Estimating Passenger Density in Trains through Crowd Counting Modeling
DOI:
https://doi.org/10.21609/jiki.v18i1.1314Abstract
The Greater Jakarta Commuter Rail, also known as the KRL Commuter Line, is one of the primary transportation choices for many people due to its comfort and efficiency. However, the level of user dissatisfaction is still relatively high, particularly regarding the frequent and unpredictable overcrowding of trains. To address this issue, our research develops an Artificial Intelligence-based model to predict train passenger density through crowd counting. By utilizing the proposed k-F1 metric and a constructed dataset of train density, we compare three object detection approaches: bounding box prediction (YOLOv5), density map (CSRNet), and proposal point (P2PNet). Our results show that P2PNet excels in estimating the number of people and predicting their locations in crowded situations. However, for situations that have fewer people and larger object sizes, YOLOv5 demonstrates the best performance.

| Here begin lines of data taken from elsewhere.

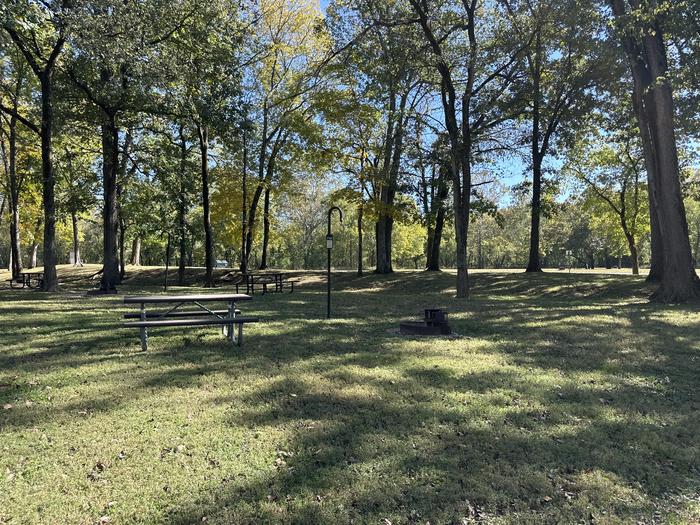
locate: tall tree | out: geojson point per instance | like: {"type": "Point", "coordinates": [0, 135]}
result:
{"type": "Point", "coordinates": [640, 28]}
{"type": "Point", "coordinates": [474, 89]}
{"type": "Point", "coordinates": [38, 31]}
{"type": "Point", "coordinates": [561, 63]}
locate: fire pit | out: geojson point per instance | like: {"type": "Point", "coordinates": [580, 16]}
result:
{"type": "Point", "coordinates": [434, 323]}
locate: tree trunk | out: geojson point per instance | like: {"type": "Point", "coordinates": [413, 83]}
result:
{"type": "Point", "coordinates": [360, 213]}
{"type": "Point", "coordinates": [266, 229]}
{"type": "Point", "coordinates": [77, 261]}
{"type": "Point", "coordinates": [33, 255]}
{"type": "Point", "coordinates": [136, 251]}
{"type": "Point", "coordinates": [208, 236]}
{"type": "Point", "coordinates": [50, 282]}
{"type": "Point", "coordinates": [383, 241]}
{"type": "Point", "coordinates": [181, 212]}
{"type": "Point", "coordinates": [244, 255]}
{"type": "Point", "coordinates": [534, 264]}
{"type": "Point", "coordinates": [634, 254]}
{"type": "Point", "coordinates": [647, 57]}
{"type": "Point", "coordinates": [15, 244]}
{"type": "Point", "coordinates": [122, 240]}
{"type": "Point", "coordinates": [438, 209]}
{"type": "Point", "coordinates": [696, 258]}
{"type": "Point", "coordinates": [461, 233]}
{"type": "Point", "coordinates": [657, 250]}
{"type": "Point", "coordinates": [110, 162]}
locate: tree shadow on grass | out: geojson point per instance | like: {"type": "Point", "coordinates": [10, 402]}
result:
{"type": "Point", "coordinates": [378, 434]}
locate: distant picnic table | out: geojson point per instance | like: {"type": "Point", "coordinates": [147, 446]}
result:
{"type": "Point", "coordinates": [25, 279]}
{"type": "Point", "coordinates": [201, 316]}
{"type": "Point", "coordinates": [267, 282]}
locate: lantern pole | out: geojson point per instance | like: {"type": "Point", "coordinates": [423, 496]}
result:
{"type": "Point", "coordinates": [329, 246]}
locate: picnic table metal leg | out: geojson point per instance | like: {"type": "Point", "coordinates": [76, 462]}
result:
{"type": "Point", "coordinates": [144, 330]}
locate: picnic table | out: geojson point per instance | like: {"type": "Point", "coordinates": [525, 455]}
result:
{"type": "Point", "coordinates": [276, 280]}
{"type": "Point", "coordinates": [25, 279]}
{"type": "Point", "coordinates": [200, 316]}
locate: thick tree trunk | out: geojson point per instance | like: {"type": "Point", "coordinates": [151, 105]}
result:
{"type": "Point", "coordinates": [657, 250]}
{"type": "Point", "coordinates": [110, 163]}
{"type": "Point", "coordinates": [647, 57]}
{"type": "Point", "coordinates": [244, 253]}
{"type": "Point", "coordinates": [77, 261]}
{"type": "Point", "coordinates": [34, 255]}
{"type": "Point", "coordinates": [122, 250]}
{"type": "Point", "coordinates": [461, 235]}
{"type": "Point", "coordinates": [534, 264]}
{"type": "Point", "coordinates": [435, 240]}
{"type": "Point", "coordinates": [383, 241]}
{"type": "Point", "coordinates": [360, 213]}
{"type": "Point", "coordinates": [208, 235]}
{"type": "Point", "coordinates": [181, 212]}
{"type": "Point", "coordinates": [50, 282]}
{"type": "Point", "coordinates": [266, 229]}
{"type": "Point", "coordinates": [696, 257]}
{"type": "Point", "coordinates": [15, 244]}
{"type": "Point", "coordinates": [634, 254]}
{"type": "Point", "coordinates": [136, 251]}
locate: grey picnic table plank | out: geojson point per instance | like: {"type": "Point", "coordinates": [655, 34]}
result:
{"type": "Point", "coordinates": [132, 299]}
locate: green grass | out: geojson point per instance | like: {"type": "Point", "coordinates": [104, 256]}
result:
{"type": "Point", "coordinates": [569, 399]}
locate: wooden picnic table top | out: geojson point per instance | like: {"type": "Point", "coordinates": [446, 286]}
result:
{"type": "Point", "coordinates": [130, 299]}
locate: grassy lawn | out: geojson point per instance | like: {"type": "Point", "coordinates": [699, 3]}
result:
{"type": "Point", "coordinates": [569, 399]}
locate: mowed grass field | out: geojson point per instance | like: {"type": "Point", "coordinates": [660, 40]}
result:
{"type": "Point", "coordinates": [567, 398]}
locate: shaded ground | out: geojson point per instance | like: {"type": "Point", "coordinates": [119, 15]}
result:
{"type": "Point", "coordinates": [570, 399]}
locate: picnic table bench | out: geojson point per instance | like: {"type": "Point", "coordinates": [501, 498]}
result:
{"type": "Point", "coordinates": [201, 316]}
{"type": "Point", "coordinates": [25, 279]}
{"type": "Point", "coordinates": [269, 282]}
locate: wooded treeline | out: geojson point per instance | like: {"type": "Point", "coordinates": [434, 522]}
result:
{"type": "Point", "coordinates": [460, 133]}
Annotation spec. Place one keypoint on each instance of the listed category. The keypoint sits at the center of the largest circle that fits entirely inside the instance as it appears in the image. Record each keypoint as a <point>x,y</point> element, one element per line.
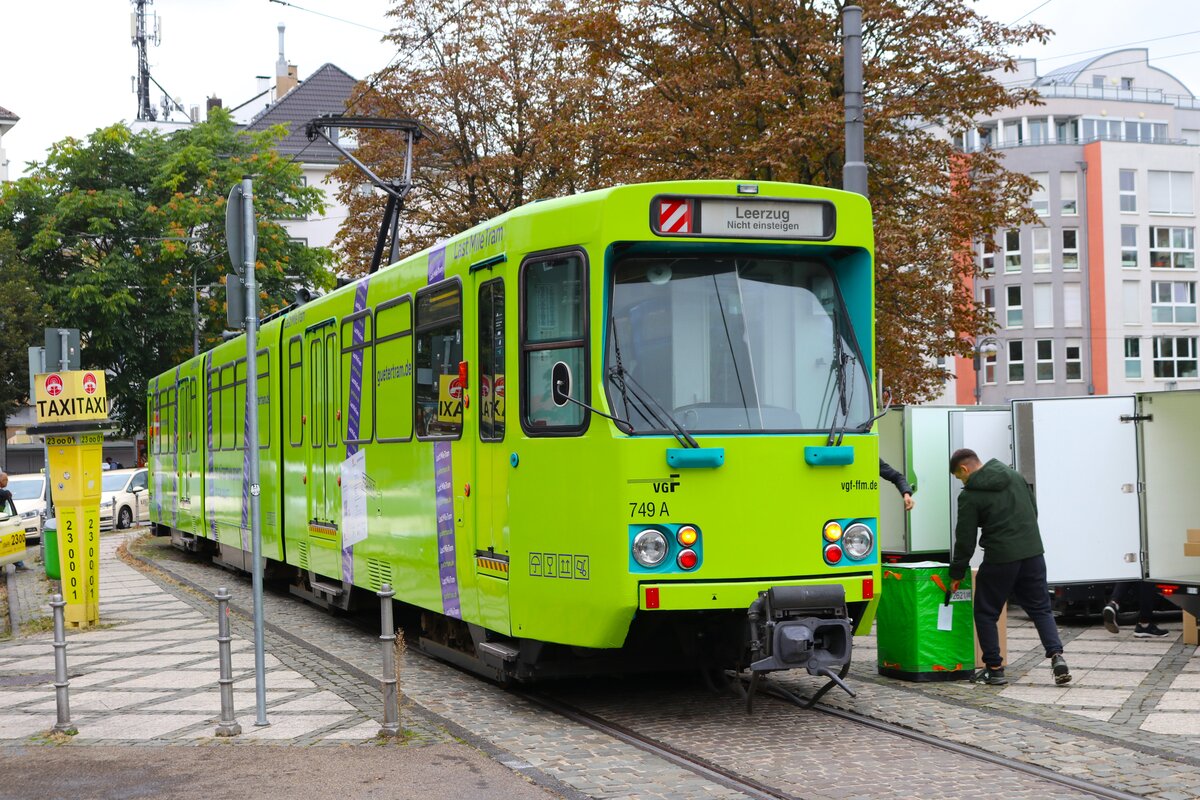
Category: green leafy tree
<point>118,229</point>
<point>22,319</point>
<point>539,98</point>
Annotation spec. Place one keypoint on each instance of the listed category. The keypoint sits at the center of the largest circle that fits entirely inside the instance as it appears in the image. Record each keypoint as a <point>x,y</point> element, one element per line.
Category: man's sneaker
<point>1110,618</point>
<point>990,675</point>
<point>1150,631</point>
<point>1061,671</point>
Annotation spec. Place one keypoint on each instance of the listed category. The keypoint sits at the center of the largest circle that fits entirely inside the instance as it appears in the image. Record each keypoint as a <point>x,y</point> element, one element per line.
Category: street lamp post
<point>987,346</point>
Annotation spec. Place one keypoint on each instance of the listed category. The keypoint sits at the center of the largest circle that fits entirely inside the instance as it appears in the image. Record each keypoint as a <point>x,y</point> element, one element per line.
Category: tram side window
<point>264,398</point>
<point>358,367</point>
<point>491,361</point>
<point>228,422</point>
<point>438,354</point>
<point>553,298</point>
<point>394,371</point>
<point>213,422</point>
<point>295,392</point>
<point>239,404</point>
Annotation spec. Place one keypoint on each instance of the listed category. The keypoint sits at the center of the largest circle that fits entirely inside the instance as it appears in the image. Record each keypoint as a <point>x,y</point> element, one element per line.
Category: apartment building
<point>1099,296</point>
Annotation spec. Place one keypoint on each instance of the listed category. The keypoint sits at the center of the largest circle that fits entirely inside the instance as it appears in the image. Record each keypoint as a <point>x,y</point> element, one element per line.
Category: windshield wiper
<point>645,403</point>
<point>648,407</point>
<point>840,361</point>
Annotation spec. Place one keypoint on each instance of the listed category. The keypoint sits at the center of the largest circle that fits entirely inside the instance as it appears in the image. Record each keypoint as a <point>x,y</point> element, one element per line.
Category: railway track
<point>733,777</point>
<point>759,789</point>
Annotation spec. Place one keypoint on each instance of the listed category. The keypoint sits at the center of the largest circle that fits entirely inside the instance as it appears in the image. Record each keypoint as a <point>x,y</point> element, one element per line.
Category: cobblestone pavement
<point>803,752</point>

To estimate the density of space, we propose a method that takes into account the region of interest, image perspective transformation, and masking. The proportion between the masked area and the total area provides an estimation of the density level within the train. This method can be applied to real-time image-based CCTV systems in predicting train congestion and facilitating transportation management decisions aligned with Indonesia's sustainable development goals.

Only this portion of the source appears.